Google announced on 3 November 2011 a new search algorithm change which rewards ‘fresh content’. Google claims to have rolled out a major enhancement to its ranking algorithm designed to yield more up-to-date relevant results for the following types of searches dependent on freshness :
1. Breaking news or trending topics : when you search for current events like ‘confidence vote in Greece parliament’ you want to see up to the minute news, not a commentary which is days old. With this algorithm change, you should see more high-quality and freshest pages.
2. recurring events : Events like Olympics, elections to parliament and conferences take place on recurring basis. When you search for ‘election results’, you are really looking for latest update to the elections that just took place, not the results of elections held 10 years ago.
3. When most up to date content is relevant : information related to products or technology, places, politicians, and the like change frequently. When you search for ‘best compact digital cameras’, obviously you are looking for the latest cameras.
Google maintains that the search algorithm update will impact about 35% of searches.
Caffeine indexing infrastructure
Google’s crawling and indexing systems worked as batch processes earlier . Googlebot would crawl a set of pages, then process those pages (extracting content from them, associating data about them, such as anchor text and external links, determining what those pages were about), and finally add them to the index. While this system was continuous, all the documents in the batch had to wait until the whole batch was processed to be pushed live.
Now with Caffeine new web indexing system having gone live, when Google crawls a page, it processes that page through the entire indexing pipeline and pushes it live nearly instantly. This change has resulted in a 50 percent fresher index than before.
The change does not necessarily mean that search will be improved by 35% or any such extent. Search has always been subject to spam and manipulation, most notoriously by content farms. Sites which scrape content sometimes rank higher than the original page. Google’s panda update was one of the major attempts by the search major to battle spam.
Webmasters will try to tweak pages a little bit and post it again, hoping to be recognized as ‘fresh’.
Google has not revealed how “freshness” is being determined. But it is certain that quantum of change and time would not be the only factors. The topicality and quality of content will also be factored in.
Latest tweets will still be missing from the updated search. Google’s agreement with Twitter to carry its results expired on July 2, 2011. Since then Google does not have access to the special feed from Twitter; without this firehose of data it cannot index tweets fast enough to bring up latest tweets.
How to leverage the Google update rather than get penalized
If you do not keep your website updated regularly, your site will be negatively impacted.
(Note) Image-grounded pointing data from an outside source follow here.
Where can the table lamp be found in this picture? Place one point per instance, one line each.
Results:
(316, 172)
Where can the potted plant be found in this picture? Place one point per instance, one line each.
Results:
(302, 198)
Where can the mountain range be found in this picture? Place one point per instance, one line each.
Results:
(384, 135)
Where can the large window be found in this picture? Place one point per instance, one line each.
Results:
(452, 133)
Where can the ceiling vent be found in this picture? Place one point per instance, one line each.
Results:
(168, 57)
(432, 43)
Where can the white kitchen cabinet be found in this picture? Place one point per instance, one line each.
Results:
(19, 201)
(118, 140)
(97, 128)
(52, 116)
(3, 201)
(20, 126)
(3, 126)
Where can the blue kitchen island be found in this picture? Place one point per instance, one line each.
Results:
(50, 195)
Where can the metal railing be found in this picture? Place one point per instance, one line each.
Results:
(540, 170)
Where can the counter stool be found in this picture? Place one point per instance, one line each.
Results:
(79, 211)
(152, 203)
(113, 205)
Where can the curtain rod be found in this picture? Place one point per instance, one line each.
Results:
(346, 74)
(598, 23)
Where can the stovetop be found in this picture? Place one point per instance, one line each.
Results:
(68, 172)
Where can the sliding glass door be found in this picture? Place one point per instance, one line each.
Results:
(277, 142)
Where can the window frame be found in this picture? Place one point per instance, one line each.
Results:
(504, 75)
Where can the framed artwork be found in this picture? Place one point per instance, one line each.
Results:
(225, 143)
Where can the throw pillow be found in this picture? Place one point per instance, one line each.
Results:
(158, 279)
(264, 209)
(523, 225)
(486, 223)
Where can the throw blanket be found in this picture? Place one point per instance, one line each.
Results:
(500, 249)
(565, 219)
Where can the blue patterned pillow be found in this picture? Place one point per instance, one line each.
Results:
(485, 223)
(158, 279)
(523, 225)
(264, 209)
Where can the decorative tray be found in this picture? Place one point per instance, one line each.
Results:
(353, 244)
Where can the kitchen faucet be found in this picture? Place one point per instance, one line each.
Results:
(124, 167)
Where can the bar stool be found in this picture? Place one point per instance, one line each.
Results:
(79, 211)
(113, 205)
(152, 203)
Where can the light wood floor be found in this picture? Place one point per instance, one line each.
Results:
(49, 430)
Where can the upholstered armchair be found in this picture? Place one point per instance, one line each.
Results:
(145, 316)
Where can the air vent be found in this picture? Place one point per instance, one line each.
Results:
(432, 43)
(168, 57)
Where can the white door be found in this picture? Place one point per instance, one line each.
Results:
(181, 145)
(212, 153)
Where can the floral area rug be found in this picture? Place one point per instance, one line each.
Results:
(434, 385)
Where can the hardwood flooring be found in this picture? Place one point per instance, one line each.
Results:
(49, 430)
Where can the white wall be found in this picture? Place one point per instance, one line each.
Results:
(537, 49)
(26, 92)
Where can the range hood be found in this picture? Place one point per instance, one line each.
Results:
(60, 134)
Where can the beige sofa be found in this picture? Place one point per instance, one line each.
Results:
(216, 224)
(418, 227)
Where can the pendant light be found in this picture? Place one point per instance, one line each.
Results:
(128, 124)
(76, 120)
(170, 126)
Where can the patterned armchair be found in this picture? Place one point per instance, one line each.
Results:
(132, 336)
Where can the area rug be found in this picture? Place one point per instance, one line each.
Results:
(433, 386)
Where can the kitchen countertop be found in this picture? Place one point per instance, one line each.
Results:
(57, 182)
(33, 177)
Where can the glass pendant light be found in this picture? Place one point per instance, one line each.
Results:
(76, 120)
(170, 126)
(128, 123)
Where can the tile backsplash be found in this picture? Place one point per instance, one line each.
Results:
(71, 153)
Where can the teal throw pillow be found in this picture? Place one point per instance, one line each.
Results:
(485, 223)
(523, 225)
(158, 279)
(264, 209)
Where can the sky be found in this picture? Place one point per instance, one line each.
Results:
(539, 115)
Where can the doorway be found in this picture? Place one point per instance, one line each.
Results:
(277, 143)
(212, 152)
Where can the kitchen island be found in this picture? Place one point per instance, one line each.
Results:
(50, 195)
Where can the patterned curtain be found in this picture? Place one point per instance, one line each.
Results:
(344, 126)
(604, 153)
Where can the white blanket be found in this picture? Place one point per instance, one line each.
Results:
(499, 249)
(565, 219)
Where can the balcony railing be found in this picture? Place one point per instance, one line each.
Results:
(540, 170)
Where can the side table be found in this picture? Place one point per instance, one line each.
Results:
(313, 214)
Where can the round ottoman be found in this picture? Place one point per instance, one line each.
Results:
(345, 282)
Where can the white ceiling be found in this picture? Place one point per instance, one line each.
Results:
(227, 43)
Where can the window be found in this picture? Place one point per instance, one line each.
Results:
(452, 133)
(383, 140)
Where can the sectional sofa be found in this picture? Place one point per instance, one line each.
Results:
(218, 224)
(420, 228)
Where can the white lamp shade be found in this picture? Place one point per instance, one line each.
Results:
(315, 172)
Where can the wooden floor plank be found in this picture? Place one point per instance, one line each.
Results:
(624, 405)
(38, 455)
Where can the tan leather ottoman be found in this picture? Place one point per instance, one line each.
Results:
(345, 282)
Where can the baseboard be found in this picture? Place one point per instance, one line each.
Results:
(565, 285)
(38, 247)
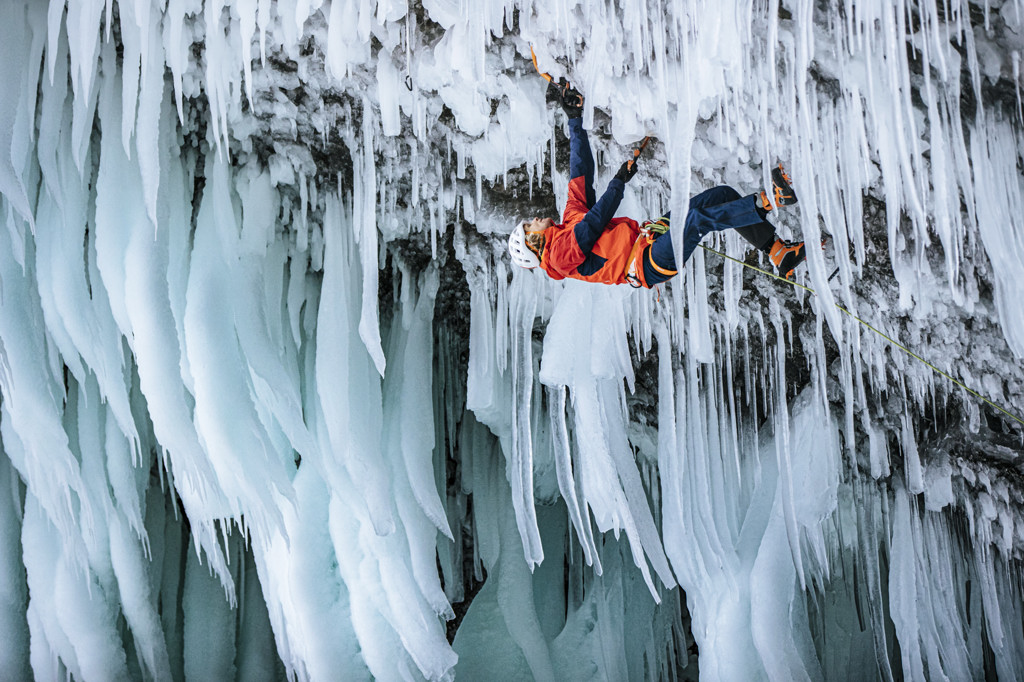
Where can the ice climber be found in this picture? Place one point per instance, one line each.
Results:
(593, 245)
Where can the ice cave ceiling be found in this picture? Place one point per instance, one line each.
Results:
(275, 405)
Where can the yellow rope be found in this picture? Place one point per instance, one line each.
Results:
(883, 335)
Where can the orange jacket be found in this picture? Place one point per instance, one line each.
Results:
(591, 244)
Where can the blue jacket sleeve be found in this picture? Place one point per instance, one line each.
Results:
(581, 158)
(588, 229)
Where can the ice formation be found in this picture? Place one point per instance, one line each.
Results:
(274, 405)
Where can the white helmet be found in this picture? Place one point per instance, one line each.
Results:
(521, 254)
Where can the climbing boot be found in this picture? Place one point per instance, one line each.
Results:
(785, 256)
(784, 195)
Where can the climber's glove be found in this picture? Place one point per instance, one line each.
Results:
(627, 171)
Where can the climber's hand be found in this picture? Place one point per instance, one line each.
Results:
(627, 171)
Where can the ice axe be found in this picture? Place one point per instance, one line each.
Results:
(636, 152)
(562, 84)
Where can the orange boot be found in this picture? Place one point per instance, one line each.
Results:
(785, 256)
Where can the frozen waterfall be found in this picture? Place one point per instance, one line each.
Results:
(274, 403)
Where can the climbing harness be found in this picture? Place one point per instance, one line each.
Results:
(880, 333)
(634, 266)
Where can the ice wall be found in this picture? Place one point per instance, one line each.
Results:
(274, 406)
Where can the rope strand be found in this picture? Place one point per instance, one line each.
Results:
(882, 334)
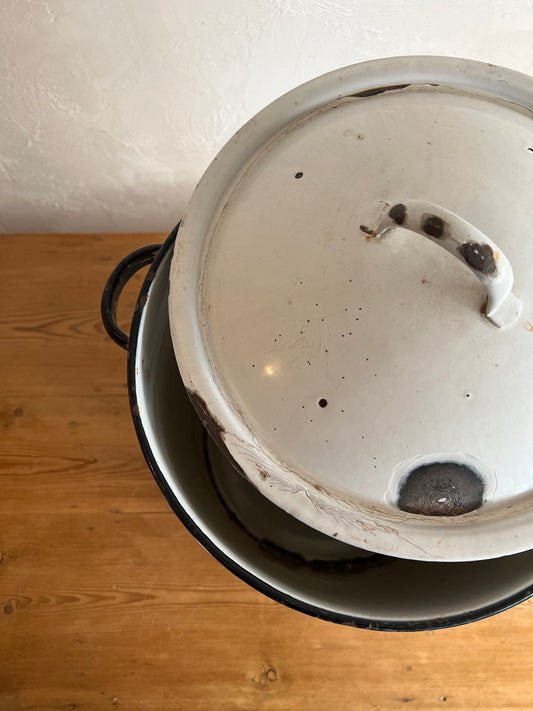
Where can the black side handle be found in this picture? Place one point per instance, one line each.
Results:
(120, 276)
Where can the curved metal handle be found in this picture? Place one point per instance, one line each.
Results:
(120, 276)
(480, 254)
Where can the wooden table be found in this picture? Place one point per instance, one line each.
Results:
(106, 601)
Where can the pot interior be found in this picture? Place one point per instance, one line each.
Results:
(271, 550)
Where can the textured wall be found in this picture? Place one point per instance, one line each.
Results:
(111, 111)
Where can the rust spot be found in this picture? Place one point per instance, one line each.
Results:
(478, 256)
(379, 90)
(441, 489)
(398, 213)
(432, 225)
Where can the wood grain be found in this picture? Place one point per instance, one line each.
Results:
(106, 601)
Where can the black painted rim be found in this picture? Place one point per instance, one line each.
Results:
(242, 573)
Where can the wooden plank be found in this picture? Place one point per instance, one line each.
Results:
(106, 601)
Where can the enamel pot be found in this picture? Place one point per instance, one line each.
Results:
(256, 540)
(351, 306)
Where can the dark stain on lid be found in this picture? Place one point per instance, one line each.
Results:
(398, 213)
(441, 489)
(432, 225)
(479, 256)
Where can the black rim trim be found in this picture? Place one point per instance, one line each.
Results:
(242, 573)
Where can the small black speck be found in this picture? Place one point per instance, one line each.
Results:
(397, 213)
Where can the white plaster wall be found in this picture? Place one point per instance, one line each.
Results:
(110, 110)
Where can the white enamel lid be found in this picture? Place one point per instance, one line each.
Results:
(351, 306)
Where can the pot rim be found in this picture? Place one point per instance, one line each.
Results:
(387, 625)
(387, 531)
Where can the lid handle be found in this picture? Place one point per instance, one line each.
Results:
(480, 254)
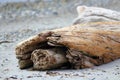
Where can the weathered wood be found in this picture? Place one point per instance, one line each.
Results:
(101, 40)
(32, 43)
(44, 59)
(95, 14)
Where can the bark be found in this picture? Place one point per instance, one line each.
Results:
(44, 59)
(89, 44)
(95, 14)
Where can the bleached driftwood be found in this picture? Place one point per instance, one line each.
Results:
(44, 59)
(95, 40)
(95, 14)
(89, 44)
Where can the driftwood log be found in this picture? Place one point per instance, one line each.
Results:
(95, 40)
(95, 14)
(89, 44)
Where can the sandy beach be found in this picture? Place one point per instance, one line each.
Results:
(19, 23)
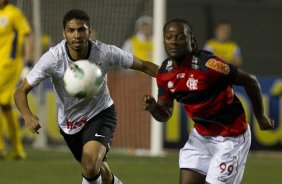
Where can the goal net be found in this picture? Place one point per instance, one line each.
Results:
(113, 22)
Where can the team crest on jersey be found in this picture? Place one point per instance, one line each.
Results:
(195, 61)
(3, 21)
(170, 85)
(192, 83)
(169, 66)
(218, 66)
(180, 76)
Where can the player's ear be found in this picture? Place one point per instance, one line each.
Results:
(64, 34)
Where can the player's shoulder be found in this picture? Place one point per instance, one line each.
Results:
(166, 66)
(14, 10)
(59, 50)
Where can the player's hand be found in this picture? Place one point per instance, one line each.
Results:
(26, 69)
(265, 123)
(149, 103)
(32, 123)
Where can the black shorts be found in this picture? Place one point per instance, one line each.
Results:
(100, 128)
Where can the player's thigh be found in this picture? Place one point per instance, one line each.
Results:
(188, 176)
(8, 82)
(228, 163)
(93, 153)
(195, 154)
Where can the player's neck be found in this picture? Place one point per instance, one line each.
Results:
(77, 55)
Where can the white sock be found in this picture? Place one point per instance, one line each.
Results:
(116, 180)
(97, 181)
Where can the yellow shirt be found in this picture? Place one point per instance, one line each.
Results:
(226, 50)
(13, 27)
(142, 49)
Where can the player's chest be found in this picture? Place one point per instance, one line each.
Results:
(188, 80)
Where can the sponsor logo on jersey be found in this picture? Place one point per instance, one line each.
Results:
(170, 84)
(192, 83)
(218, 66)
(3, 21)
(99, 135)
(195, 61)
(180, 75)
(169, 66)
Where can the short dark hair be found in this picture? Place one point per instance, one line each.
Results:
(76, 14)
(189, 27)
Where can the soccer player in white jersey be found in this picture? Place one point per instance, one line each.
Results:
(87, 125)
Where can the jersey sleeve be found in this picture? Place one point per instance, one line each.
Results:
(21, 23)
(219, 70)
(42, 69)
(120, 58)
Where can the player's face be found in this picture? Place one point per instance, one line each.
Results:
(177, 41)
(77, 35)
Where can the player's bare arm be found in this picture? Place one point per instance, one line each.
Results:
(253, 90)
(20, 96)
(144, 66)
(160, 110)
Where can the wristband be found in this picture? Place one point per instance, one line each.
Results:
(29, 63)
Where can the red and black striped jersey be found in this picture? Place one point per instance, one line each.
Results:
(203, 84)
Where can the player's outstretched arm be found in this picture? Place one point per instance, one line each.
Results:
(20, 96)
(253, 90)
(145, 66)
(160, 110)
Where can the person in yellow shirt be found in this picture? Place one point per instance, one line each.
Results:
(140, 44)
(223, 46)
(15, 40)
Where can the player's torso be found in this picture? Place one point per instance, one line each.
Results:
(73, 109)
(142, 48)
(207, 96)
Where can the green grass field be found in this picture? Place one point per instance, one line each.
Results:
(58, 167)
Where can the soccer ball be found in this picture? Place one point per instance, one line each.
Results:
(83, 79)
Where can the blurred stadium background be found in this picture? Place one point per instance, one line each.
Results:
(256, 28)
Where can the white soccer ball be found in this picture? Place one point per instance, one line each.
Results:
(83, 79)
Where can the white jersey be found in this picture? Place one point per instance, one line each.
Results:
(73, 112)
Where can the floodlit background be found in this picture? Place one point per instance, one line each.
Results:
(256, 27)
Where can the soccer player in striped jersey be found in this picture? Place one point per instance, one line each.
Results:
(15, 41)
(217, 148)
(87, 125)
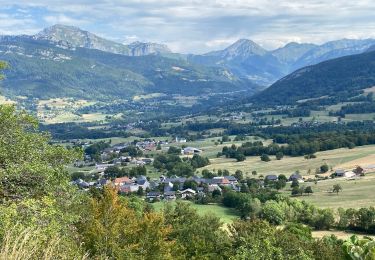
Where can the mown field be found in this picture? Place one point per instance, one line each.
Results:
(226, 215)
(355, 193)
(344, 157)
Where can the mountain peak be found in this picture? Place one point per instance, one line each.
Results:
(244, 47)
(77, 37)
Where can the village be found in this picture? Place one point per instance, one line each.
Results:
(174, 187)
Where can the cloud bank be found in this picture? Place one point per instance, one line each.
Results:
(197, 26)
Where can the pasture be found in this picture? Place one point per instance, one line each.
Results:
(355, 193)
(226, 215)
(339, 158)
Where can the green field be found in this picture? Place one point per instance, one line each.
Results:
(226, 215)
(344, 157)
(355, 193)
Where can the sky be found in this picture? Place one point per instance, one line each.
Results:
(197, 26)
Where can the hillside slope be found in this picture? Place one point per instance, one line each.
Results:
(41, 69)
(249, 60)
(341, 76)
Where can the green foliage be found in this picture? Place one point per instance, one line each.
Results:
(174, 150)
(358, 249)
(324, 168)
(132, 151)
(197, 237)
(265, 158)
(112, 229)
(273, 212)
(337, 188)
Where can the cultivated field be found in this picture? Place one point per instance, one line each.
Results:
(62, 110)
(340, 158)
(226, 215)
(5, 101)
(355, 193)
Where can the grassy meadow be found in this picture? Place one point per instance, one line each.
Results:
(355, 193)
(226, 215)
(346, 158)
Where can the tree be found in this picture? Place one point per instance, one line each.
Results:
(282, 177)
(359, 170)
(140, 191)
(308, 190)
(30, 166)
(174, 150)
(280, 184)
(111, 229)
(295, 191)
(273, 212)
(337, 188)
(295, 183)
(279, 155)
(3, 65)
(240, 157)
(239, 175)
(265, 158)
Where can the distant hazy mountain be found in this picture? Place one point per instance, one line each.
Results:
(43, 69)
(341, 77)
(292, 52)
(75, 37)
(332, 50)
(248, 60)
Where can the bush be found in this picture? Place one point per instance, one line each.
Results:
(265, 158)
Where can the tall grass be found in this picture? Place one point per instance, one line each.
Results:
(28, 245)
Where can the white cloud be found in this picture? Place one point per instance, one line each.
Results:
(203, 25)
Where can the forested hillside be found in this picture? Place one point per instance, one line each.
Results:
(40, 69)
(345, 76)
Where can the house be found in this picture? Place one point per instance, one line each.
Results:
(271, 177)
(147, 160)
(188, 193)
(129, 188)
(231, 179)
(340, 173)
(143, 183)
(103, 167)
(170, 195)
(220, 181)
(180, 140)
(168, 186)
(295, 176)
(153, 195)
(213, 187)
(102, 182)
(369, 168)
(349, 174)
(121, 181)
(191, 150)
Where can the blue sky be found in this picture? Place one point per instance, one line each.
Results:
(197, 26)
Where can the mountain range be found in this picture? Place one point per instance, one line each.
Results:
(339, 78)
(65, 61)
(44, 69)
(72, 36)
(246, 59)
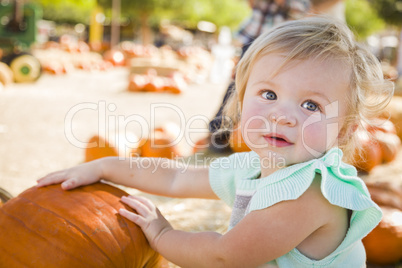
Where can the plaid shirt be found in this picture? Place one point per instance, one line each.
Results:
(266, 14)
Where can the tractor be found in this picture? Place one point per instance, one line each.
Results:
(18, 31)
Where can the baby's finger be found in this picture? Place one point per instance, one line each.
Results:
(141, 208)
(71, 183)
(137, 219)
(148, 203)
(52, 178)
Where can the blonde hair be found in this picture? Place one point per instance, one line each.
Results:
(326, 39)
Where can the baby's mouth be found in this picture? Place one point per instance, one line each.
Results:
(277, 140)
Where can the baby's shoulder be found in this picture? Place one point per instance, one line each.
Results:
(314, 197)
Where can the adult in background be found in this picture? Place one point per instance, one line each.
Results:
(265, 15)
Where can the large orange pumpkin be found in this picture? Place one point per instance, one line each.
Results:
(161, 143)
(50, 227)
(379, 144)
(384, 244)
(99, 147)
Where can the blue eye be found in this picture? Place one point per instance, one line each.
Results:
(269, 95)
(311, 106)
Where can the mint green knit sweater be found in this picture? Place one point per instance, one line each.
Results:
(234, 180)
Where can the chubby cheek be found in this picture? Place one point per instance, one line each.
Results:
(317, 138)
(253, 123)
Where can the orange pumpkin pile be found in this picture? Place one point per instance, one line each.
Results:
(50, 227)
(161, 143)
(380, 144)
(98, 147)
(384, 244)
(151, 82)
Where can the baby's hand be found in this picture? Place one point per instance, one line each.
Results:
(149, 218)
(71, 178)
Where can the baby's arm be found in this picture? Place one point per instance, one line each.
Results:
(262, 236)
(153, 175)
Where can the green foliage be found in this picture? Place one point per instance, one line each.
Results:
(62, 11)
(389, 10)
(184, 12)
(362, 18)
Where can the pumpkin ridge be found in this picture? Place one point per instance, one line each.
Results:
(8, 254)
(4, 249)
(119, 192)
(71, 224)
(101, 195)
(13, 216)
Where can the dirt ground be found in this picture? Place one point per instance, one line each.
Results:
(44, 125)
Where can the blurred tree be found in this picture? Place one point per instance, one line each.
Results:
(391, 12)
(147, 14)
(67, 11)
(188, 13)
(362, 18)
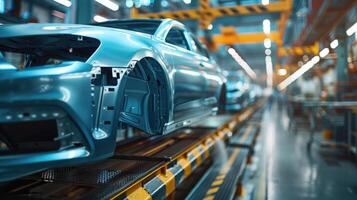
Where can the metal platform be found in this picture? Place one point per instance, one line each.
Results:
(223, 179)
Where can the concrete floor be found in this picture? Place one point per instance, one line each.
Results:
(292, 172)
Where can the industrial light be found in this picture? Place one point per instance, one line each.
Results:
(210, 27)
(66, 3)
(315, 60)
(334, 43)
(282, 72)
(306, 67)
(2, 6)
(324, 52)
(265, 2)
(267, 43)
(352, 29)
(242, 63)
(266, 26)
(187, 1)
(109, 4)
(269, 69)
(98, 18)
(267, 52)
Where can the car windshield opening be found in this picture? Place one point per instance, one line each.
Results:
(33, 51)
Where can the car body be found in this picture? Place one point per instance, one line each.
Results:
(238, 90)
(71, 87)
(255, 92)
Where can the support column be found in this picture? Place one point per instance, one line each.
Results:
(341, 62)
(81, 12)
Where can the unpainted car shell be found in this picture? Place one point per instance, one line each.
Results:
(66, 90)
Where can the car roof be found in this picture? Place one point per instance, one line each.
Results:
(158, 21)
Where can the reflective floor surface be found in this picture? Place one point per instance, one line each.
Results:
(292, 171)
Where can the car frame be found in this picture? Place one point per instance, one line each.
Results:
(68, 113)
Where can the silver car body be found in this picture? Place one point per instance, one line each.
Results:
(87, 101)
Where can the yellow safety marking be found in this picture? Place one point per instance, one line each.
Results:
(197, 155)
(205, 150)
(247, 132)
(185, 164)
(231, 159)
(210, 197)
(216, 183)
(212, 190)
(169, 180)
(138, 193)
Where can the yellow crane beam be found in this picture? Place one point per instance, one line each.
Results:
(298, 51)
(206, 14)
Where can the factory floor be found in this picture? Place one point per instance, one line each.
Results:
(292, 171)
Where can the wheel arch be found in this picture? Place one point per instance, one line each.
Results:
(160, 72)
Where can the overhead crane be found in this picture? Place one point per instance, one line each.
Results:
(155, 168)
(205, 14)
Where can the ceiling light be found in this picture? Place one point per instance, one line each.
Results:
(352, 29)
(282, 72)
(298, 73)
(58, 14)
(66, 3)
(267, 43)
(334, 43)
(242, 63)
(265, 2)
(266, 26)
(267, 52)
(164, 3)
(324, 52)
(315, 60)
(109, 4)
(210, 27)
(98, 18)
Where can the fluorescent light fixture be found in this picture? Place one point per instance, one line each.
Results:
(66, 3)
(352, 29)
(269, 69)
(266, 26)
(282, 72)
(324, 52)
(306, 67)
(109, 4)
(267, 52)
(129, 3)
(98, 18)
(267, 43)
(265, 2)
(334, 44)
(242, 63)
(2, 6)
(315, 60)
(305, 58)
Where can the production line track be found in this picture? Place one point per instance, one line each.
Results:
(143, 169)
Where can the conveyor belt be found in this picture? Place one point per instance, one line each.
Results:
(143, 169)
(221, 182)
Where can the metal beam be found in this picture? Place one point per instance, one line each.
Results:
(205, 13)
To take advantage of the Google update rather than become its victim, webmasters need to keep their pages updated regularly with some of the following :
- press releases or company announcements
- changes in management
- corporate events like sales meets and user group conferences
- product enhancements, new releases
- news from industry
SEO techniques like using titles, keywords, headings to advantage and ‘snippets’ will doubtless remain as relevant as before.